Trading Nation

Tech stocks just broke a historic winning streak

Trading Nation: Record run for tech stocks
VIDEO3:4503:45
Trading Nation: Record run for tech stocks

The S&P 500 tech sector just posted its first negative session after a record 15-day stretch in the green — its longest winning streak ever — and some strategists say the group is set to take a breather.

The sector closed lower Thursday for its first negative day so far in February. A popular exchange-traded fund that tracks tech, the XLK, also ended down after a 13-day winning streak. In Thursday trading the sector hit its highest level since September 2000. Nvidia was the worst-performing name in the sector, plunging more than 9 percent after Nomura's Instinet downgraded the stock.

"Just to put that in perspective, the Dow in 120 years has never had a 15-day winning streak," Eddy Elfenbein, editor of the Crossing Wall Street blog, said Thursday on CNBC's "Power Lunch."

Elfenbein suggested investors should pare their tech holdings and take profits if one is playing the broader tech sector.

"If you have something like the XLK, take some money off the table and redeploy that," he said, noting the XLK's heavy concentration in just a few stocks.

Apple, Microsoft, Facebook and Alphabet comprise nearly 42 percent of the entire 72-constituent fund.

"So when you look at that, I think there are good names, or if you want to play names [like] Apple, Microsoft — a stock I own in my fund — those are good names. But the more marginal names ... I'd stay away from. Take some profits," he said.

Tech continues to look overbought, wrote Michael Block, chief strategist at Rhino Trading Partners, in a Thursday note.

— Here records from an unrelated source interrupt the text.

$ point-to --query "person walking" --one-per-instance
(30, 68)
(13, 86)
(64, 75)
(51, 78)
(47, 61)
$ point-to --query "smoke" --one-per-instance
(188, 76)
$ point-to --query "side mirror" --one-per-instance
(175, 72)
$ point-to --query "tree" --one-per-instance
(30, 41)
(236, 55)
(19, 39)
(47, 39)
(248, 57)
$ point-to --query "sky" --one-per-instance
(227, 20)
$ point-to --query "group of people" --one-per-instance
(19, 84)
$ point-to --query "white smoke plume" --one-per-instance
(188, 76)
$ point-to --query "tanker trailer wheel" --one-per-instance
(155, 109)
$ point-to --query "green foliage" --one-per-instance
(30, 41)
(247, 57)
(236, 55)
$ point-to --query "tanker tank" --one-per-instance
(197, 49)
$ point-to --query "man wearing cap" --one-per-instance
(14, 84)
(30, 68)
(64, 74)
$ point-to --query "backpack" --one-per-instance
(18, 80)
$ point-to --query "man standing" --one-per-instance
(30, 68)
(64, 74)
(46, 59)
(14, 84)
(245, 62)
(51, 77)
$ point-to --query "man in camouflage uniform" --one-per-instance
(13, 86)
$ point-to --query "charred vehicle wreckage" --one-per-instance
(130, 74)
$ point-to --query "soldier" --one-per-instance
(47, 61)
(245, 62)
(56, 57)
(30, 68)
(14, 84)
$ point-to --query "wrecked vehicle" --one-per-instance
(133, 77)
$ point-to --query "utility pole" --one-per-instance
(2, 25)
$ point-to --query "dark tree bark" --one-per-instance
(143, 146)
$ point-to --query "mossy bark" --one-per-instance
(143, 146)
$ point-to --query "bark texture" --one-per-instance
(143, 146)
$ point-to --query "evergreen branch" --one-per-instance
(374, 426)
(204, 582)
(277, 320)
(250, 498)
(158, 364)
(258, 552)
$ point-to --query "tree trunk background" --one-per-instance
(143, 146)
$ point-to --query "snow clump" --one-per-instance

"Tech looks more and more overbought as scarce growth gets chased and we'll take the other side," he wrote, adding he is looking to reinitiate short positions in technology names.

From a technical perspective, the group may appear due for a pause, according to Oppenheimer's head of technical analysis, Ari Wald.

"But I think if you're in it, you let it ride, and if you do get a pullback, you want to buy it. We like tech for the long-run," Wald said Thursday on CNBC's "Power Lunch."

Examining a chart of the XLK relative to the S&P 500 back 17 years, Wald argued tech has shown strong leadership and momentum through all the market's ebbs and flows -- remaining strong through interest rate, commodity and currency rotations.

Technology is the best-performing sector in the year to date.